Okay, the competition and pace of the game is not up to par with the MLS, but to put it simply, it is still a place where teams and players play. The argument for that is NASL teams have beaten MLS teams once or twice before in U.S. Open Cup play, much like the FA Cup in England.
Something to keep in mind is that Jurgen Klinsmann gave Miguel Ibarra a call up in 2014 when he resided with Minnesota United FC of the NASL.
Although it isn’t related to the MLS or USL in any way except for cup competition, the NASL can be compared to any second tier division in Europe. For example, three big countries that come to mind are England, Italy, and Germany. Their systems of relegation and promotion differ from the American style of league play, but the idea is there to run with.

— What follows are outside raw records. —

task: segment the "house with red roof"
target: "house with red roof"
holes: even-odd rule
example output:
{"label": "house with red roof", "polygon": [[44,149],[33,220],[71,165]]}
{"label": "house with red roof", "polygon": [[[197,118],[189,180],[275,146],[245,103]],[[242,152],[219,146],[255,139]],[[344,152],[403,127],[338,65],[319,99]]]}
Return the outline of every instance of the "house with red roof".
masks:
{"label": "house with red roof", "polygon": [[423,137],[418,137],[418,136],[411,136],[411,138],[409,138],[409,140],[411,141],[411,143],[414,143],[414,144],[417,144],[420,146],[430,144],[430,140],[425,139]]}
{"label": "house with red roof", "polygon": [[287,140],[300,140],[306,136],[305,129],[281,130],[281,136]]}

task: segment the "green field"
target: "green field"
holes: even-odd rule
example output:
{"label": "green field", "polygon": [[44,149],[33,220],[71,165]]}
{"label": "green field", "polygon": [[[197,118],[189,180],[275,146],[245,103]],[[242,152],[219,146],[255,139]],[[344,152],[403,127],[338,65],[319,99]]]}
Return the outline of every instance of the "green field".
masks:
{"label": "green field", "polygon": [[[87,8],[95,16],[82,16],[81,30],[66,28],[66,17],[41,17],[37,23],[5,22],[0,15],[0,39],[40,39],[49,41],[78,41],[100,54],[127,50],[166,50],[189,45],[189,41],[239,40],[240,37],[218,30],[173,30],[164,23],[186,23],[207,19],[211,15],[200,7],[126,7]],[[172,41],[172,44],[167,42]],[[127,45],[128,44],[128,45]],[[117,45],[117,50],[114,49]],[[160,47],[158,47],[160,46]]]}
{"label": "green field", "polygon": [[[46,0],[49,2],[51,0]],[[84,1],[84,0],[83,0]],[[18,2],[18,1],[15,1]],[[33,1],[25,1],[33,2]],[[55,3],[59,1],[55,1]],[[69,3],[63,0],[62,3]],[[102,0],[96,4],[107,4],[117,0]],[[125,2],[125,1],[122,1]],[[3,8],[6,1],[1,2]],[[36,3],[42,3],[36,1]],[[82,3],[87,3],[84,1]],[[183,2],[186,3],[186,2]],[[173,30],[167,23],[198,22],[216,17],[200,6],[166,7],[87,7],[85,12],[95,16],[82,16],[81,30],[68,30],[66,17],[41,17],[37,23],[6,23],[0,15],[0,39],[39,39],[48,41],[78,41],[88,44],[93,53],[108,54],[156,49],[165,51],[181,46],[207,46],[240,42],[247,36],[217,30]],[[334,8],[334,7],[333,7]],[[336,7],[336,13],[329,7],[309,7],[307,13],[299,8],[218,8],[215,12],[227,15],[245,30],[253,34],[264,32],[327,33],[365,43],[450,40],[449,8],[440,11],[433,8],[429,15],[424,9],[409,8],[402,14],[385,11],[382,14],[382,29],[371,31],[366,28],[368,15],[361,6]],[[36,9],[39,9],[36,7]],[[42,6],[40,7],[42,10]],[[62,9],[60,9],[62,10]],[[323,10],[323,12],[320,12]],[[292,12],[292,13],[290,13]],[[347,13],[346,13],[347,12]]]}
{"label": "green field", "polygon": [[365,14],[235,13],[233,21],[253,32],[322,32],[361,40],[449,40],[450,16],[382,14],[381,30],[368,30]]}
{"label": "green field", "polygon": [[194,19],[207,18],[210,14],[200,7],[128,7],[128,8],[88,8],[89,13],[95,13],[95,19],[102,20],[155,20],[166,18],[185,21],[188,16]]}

I always thought to myself, that the Championship in England was the breeding ground for England’s youth and if you were lucky, as an international manager, you could watch a Championship game and potentially find a hidden gem to add to your squad. But a lot of managers don’t do that. A lot of managers get tunnel vision and focus solely on the EPL, Serie A, and/or Bundesliga.
If you want to go by the numbers, the NASL has around 120 American eligible players who could potentially be called up just like Ibarra. Granted, some of those players are goalkeepers or outfield players over 30, if they are in good form, why not call them up?
The point is, there is talent in those lower leagues and tiers, but the questions that come to mind are: are managers willing to spend their time trying to fit those “2nd tier” players into their system and will the risk pay off on game day?